The recent images of battle-dressed police officers atop armored vehicles confronting protesters in Ferguson, Mo., have ignited a concern smoldering for years—the increasing militarization of local law enforcement.
Last week during his regular briefing, reporters blasted Pentagon press secretary Navy Rear Admiral John Kirby with questions about the 1033 program: the Defense Department program that turns over excess military equipment, at no charge, to police and sheriff’s departments who request it.
“This is a program legislated by Congress,”Kirby said.“This has been on the books since 1991, and many, many law enforcement agencies have benefited from it.”
But national reaction to the events in Ferguson is prompting some members of Congress to reconsider the program. According to Politico, Senate Armed Services Committee Chairman Carl Leven, D-Mich., “acknowledged that an initially well-intentioned mandate to help local police fight a wave of drug-fueled violence in another era might have gone too far.”
The 1033 program was established by Congress to provide out-gunned and cash-strapped police departments access to equipment to fight drug- and gang-related criminals. But after 9/11, the newly established Department of Homeland Security (DHS) began giving direct grants to state and local law enforcement agencies for “law enforcement terrorism prevention” activities. The New York Times reports that the St. Louis metro area received $3 million under the DHS Urban Area Security Initiative (UASI). And since 2003, St. Louis County has spent $6.9 million on equipment, including a BearCat armored truck, a helicopter and other vehicles.
Ironically, a popular DHS program that provided local police departments with free, high tech commercial—not military—equipment lost its funding in 2010. The Commercial Equipment Direct Assistance Program (CEDAP) provided state-of-the-art communications, information-sharing, chemical detection, and personal protective equipment to smaller communities in areas with critical infrastructure potentially vulnerable to terrorist attack.
“The folks at CEDAP actually got it right,”said Chief Gary Smith of the Northfield, Minn., Police Department in a 2007 interview with Police Chief Magazine. “They found items that are important from a law enforcement perspective.”
While the proliferation of local SWAT teams and other signs of increased militarization of local law enforcement worry some civil rights activists, perhaps an even greater concern is the expanding militarized law enforcement role of federal agencies.
“Dozens of federal agencies now have SWAT teams to further an expanding definition of their missions,”noted John Fund, writing in the National Review Online. “It’s not controversial that the Secret Service and the Bureau of Prisons have them. But what about the Department of Agriculture, the Railroad Retirement Board, the Tennessee Valley Authority, the Office of Personnel Management, the Consumer Product Safety Commission, and the U.S. Fish and Wildlife Service?”

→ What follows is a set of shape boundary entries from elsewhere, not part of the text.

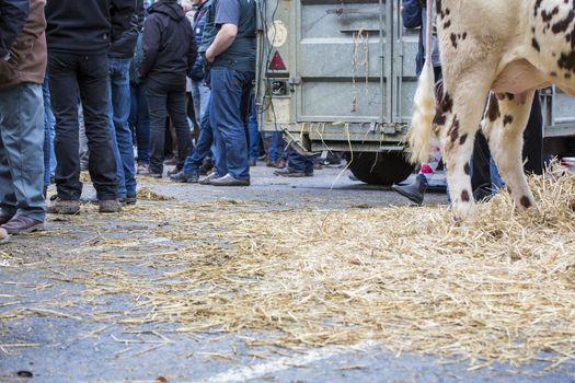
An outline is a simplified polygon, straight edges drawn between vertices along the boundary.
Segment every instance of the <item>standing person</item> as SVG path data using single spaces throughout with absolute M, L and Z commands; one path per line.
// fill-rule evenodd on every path
M 0 0 L 0 242 L 44 229 L 45 0 Z
M 196 36 L 196 44 L 202 45 L 204 30 L 206 27 L 206 15 L 211 7 L 211 0 L 193 0 L 192 3 L 197 7 L 196 14 L 194 14 L 194 34 Z M 198 54 L 194 68 L 189 76 L 192 80 L 192 100 L 194 101 L 194 112 L 197 123 L 202 120 L 207 111 L 208 101 L 210 96 L 209 86 L 206 84 L 206 73 L 204 71 L 204 59 Z M 202 127 L 200 127 L 202 129 Z
M 192 72 L 197 44 L 192 24 L 176 0 L 160 0 L 149 9 L 143 24 L 145 79 L 151 125 L 150 175 L 163 174 L 165 117 L 169 114 L 177 136 L 177 153 L 183 166 L 192 149 L 186 116 L 186 76 Z
M 53 170 L 56 169 L 56 156 L 54 154 L 54 125 L 56 121 L 54 113 L 51 113 L 48 73 L 45 73 L 44 77 L 42 94 L 44 97 L 44 197 L 46 197 Z
M 138 147 L 138 167 L 140 175 L 150 175 L 150 113 L 146 97 L 146 84 L 138 72 L 140 68 L 143 35 L 140 33 L 136 44 L 136 55 L 130 65 L 130 125 Z
M 50 0 L 46 7 L 48 73 L 56 116 L 56 187 L 48 212 L 80 210 L 78 100 L 90 150 L 89 171 L 100 212 L 117 212 L 116 163 L 107 113 L 107 54 L 130 27 L 134 0 Z M 114 25 L 114 27 L 112 27 Z
M 210 125 L 217 147 L 215 186 L 249 186 L 246 123 L 255 78 L 253 0 L 216 0 L 206 21 L 203 47 L 210 65 Z
M 130 112 L 129 67 L 138 36 L 143 24 L 143 0 L 135 0 L 136 12 L 130 27 L 118 32 L 108 53 L 108 102 L 110 134 L 116 160 L 116 193 L 120 202 L 136 204 L 136 164 L 134 143 L 128 126 Z M 113 34 L 114 34 L 113 26 Z
M 211 8 L 211 0 L 194 0 L 197 7 L 194 15 L 194 34 L 198 47 L 202 46 L 204 31 L 206 28 L 206 20 L 208 10 Z M 202 50 L 202 48 L 199 49 Z M 198 53 L 194 69 L 191 74 L 192 79 L 192 98 L 194 101 L 195 115 L 198 118 L 199 137 L 192 153 L 186 158 L 184 167 L 180 173 L 171 175 L 170 178 L 182 183 L 197 183 L 199 179 L 199 171 L 204 160 L 209 155 L 210 149 L 215 152 L 214 132 L 209 125 L 209 100 L 211 91 L 206 83 L 206 72 L 204 68 L 204 58 Z

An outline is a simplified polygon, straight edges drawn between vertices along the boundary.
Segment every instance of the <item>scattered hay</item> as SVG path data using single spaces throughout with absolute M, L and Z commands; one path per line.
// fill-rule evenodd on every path
M 84 300 L 134 298 L 129 316 L 102 313 L 124 325 L 248 329 L 262 335 L 251 346 L 372 339 L 474 368 L 536 359 L 555 367 L 575 359 L 575 176 L 530 183 L 537 209 L 514 211 L 502 192 L 461 225 L 446 207 L 142 204 L 123 219 L 149 222 L 139 235 L 171 243 L 88 241 L 92 256 L 66 259 L 97 265 L 78 279 Z M 163 271 L 151 278 L 135 265 Z
M 162 196 L 148 187 L 141 187 L 138 190 L 138 199 L 140 200 L 151 200 L 151 201 L 168 201 L 175 199 L 174 197 Z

Many of these paramilitary federal SWAT teams are used for such routine tasks as serving warrants—nothing to do with drugs or terrorism. Local police with military equipment to combat terrorism and drug violence is one thing. A federal agency extending its regulatory power through paramilitary SWAT teams is quite another.
“If these agencies occasionally have a legitimate need for force to execute a warrant, they should be required to call a real law enforcement agency … the FBI, for example,” wrote Brian Walsh of the Heritage Foundation in a 2011 article. “Paramilitary raids by out-of-control federal agencies against ordinary citizens, who may not have violated any law, are a growing threat to our safety.”